Imagine that a new web search engine ("Blob") worked by putting searches through Google, DuckDuckGo, etc. and then applying an algorithm to refine their collective outputs to provide to the end user. It might be a better result for the user, but actually most of the work is being done by the other search engines. Without access to the other search engines, "Blob" would be pretty much useless. The implication therefore is that DeepSeek is only any use because it's used OpenAI to do lots of the work, and thus without OpenAI, it's a bust.

OpenAI however can't do the same itself, because this model works by piggy-backing off someone else's hard work... as OpenAI is the one doing the hard work, it's got no-one to piggy-back.

Presumably, OpenAI could make a parallel "light" AI and train it off their main AI to achieve the same as DeepSeek - with lower resource cost.

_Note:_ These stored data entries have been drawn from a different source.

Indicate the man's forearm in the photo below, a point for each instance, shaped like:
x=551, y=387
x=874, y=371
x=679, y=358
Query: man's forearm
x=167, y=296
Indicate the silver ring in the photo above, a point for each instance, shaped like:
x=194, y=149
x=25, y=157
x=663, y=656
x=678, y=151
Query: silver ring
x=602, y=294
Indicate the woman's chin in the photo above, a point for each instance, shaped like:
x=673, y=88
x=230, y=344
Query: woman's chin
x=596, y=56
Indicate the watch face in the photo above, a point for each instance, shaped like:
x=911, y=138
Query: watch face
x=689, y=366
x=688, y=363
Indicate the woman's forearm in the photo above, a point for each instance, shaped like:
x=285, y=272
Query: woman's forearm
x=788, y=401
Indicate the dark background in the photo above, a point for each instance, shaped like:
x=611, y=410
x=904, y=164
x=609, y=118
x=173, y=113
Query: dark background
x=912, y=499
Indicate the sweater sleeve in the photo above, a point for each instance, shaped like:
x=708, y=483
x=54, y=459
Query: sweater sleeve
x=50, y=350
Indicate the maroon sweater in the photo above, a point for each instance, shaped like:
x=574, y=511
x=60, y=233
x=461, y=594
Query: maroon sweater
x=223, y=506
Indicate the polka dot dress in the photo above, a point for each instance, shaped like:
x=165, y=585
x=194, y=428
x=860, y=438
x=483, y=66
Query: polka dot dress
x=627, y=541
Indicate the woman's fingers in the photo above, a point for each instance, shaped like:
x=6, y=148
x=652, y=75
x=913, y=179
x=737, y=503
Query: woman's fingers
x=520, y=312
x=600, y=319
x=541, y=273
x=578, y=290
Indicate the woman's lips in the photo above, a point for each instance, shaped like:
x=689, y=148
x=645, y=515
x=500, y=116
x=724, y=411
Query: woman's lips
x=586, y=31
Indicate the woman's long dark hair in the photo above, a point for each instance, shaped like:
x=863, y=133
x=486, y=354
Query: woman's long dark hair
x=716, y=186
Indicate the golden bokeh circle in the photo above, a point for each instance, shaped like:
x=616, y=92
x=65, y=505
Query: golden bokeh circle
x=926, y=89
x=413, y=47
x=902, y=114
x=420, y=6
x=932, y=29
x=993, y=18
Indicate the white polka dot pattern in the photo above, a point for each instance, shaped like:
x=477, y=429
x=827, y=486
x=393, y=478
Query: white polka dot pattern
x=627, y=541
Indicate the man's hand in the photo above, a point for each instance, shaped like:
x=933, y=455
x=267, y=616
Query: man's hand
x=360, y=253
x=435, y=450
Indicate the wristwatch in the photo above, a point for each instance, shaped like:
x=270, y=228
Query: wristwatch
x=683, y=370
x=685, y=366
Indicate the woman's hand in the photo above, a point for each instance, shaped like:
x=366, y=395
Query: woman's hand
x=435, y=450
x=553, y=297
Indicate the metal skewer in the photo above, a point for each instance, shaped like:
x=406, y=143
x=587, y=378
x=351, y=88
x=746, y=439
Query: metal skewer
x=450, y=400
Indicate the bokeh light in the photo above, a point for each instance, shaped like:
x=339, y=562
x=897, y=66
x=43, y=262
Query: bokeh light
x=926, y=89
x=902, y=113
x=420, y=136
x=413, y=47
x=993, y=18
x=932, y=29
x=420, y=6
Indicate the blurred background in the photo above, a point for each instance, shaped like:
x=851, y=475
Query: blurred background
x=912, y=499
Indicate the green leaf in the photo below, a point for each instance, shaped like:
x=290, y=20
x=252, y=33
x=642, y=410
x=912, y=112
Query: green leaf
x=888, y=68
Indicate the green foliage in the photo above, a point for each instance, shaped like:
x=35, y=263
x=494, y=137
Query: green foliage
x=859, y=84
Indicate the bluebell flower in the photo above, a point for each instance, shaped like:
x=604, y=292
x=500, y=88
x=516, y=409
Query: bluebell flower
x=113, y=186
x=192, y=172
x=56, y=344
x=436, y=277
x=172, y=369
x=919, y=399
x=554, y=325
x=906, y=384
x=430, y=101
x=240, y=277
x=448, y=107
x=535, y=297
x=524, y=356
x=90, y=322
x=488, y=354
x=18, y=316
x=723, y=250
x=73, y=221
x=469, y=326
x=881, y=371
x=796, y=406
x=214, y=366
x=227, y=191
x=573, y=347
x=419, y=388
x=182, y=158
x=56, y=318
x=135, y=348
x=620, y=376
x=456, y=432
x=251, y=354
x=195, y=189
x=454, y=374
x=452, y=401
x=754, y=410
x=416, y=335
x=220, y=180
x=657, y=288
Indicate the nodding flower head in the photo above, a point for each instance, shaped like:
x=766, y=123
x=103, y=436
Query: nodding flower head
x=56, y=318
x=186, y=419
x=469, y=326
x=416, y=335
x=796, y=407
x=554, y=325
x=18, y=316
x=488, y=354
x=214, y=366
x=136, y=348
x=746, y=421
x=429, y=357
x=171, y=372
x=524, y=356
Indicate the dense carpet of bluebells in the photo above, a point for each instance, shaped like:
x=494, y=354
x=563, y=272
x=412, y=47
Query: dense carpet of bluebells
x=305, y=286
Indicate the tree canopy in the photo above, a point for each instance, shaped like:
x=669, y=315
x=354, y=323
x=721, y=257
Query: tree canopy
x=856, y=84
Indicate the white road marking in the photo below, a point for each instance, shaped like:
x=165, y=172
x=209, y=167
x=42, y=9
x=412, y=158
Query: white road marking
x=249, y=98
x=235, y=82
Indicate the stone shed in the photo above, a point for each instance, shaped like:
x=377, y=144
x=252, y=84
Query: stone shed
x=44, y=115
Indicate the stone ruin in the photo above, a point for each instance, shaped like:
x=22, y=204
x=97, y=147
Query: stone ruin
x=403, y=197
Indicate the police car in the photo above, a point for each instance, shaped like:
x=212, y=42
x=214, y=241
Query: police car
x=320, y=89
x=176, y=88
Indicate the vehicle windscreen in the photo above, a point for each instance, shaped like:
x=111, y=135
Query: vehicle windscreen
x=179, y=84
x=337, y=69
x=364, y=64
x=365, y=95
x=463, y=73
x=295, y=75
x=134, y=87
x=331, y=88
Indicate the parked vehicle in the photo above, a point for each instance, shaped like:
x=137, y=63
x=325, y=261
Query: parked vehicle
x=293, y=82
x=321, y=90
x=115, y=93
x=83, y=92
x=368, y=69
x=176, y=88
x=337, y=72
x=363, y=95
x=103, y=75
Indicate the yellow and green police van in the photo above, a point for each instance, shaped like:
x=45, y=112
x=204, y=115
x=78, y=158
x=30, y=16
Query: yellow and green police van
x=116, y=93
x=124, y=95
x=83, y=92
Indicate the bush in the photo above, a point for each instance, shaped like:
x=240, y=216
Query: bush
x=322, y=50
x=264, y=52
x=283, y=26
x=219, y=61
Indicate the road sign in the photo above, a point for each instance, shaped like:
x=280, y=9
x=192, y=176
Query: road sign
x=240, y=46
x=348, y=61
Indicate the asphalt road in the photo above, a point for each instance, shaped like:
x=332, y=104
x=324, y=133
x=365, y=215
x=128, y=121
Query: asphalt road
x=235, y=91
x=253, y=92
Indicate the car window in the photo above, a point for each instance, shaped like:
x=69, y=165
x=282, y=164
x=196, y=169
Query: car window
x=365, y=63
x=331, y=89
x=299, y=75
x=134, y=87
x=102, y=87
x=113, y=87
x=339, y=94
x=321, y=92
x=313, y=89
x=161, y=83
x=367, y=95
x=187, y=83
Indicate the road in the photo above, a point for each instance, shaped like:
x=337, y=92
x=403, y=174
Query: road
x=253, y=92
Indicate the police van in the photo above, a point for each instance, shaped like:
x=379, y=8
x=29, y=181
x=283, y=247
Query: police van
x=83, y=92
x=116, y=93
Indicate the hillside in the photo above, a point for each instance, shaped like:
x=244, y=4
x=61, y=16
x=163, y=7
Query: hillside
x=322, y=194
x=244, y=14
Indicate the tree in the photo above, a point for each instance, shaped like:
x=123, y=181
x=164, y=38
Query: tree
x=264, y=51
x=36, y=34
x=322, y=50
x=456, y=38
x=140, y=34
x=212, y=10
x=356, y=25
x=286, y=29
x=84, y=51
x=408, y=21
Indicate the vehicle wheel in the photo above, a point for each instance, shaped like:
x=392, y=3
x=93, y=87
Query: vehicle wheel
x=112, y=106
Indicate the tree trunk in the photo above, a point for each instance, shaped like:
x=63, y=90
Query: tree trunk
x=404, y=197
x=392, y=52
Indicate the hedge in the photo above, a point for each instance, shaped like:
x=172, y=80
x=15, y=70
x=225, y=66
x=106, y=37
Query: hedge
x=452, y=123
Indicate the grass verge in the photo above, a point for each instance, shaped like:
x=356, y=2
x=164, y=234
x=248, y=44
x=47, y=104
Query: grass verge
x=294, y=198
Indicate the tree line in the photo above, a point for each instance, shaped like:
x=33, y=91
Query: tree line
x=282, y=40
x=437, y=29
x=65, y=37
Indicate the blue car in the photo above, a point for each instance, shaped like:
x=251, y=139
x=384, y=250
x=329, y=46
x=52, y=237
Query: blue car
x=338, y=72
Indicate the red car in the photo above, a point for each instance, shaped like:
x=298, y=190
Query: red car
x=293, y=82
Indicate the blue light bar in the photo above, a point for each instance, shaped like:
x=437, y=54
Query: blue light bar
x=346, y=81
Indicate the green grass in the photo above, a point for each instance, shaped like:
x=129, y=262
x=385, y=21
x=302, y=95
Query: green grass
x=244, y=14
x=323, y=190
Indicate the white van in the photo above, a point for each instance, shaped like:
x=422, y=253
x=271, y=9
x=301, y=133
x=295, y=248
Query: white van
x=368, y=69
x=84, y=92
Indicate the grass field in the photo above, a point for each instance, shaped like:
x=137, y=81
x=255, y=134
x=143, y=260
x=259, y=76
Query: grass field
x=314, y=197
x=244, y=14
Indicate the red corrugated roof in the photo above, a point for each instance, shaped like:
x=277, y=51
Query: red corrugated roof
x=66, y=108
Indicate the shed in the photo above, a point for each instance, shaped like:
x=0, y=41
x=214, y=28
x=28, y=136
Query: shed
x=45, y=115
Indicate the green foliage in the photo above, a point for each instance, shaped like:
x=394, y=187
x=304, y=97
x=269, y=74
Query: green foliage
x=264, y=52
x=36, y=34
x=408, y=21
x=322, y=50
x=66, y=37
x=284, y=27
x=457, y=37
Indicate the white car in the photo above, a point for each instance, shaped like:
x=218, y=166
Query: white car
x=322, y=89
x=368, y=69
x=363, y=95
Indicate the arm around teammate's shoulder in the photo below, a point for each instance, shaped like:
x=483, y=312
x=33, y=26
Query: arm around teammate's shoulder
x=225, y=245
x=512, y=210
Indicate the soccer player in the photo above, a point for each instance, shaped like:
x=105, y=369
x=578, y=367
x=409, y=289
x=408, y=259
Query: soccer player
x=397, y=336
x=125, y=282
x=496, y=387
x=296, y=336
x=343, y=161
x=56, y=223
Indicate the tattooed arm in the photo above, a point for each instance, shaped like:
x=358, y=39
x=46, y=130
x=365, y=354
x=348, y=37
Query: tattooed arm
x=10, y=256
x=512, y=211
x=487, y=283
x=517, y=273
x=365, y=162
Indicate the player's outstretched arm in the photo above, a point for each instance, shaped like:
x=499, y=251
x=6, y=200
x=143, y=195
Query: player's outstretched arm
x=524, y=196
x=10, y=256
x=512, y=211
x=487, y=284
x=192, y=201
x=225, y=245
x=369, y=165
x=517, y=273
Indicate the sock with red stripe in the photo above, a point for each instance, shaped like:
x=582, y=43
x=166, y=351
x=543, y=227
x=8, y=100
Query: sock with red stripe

However, presumably that would also retard the development of their main AI, because then it's no longer being used to collect inputs and generate outputs to drive development.

* * *

One might argue it's not so bad if AI ends up as there being sort of core, "heavy" AIs doing the main development, and then a load of "light" AI interfaces that use these as a springboard to create faster, better, less resource-intensive consumer output. But you'd certainly expect those "light" AIs to make agreements and pay the "heavy" AIs for providing so much of the background work. Just like many think any AI developers should pay human creators for the content used in their programming.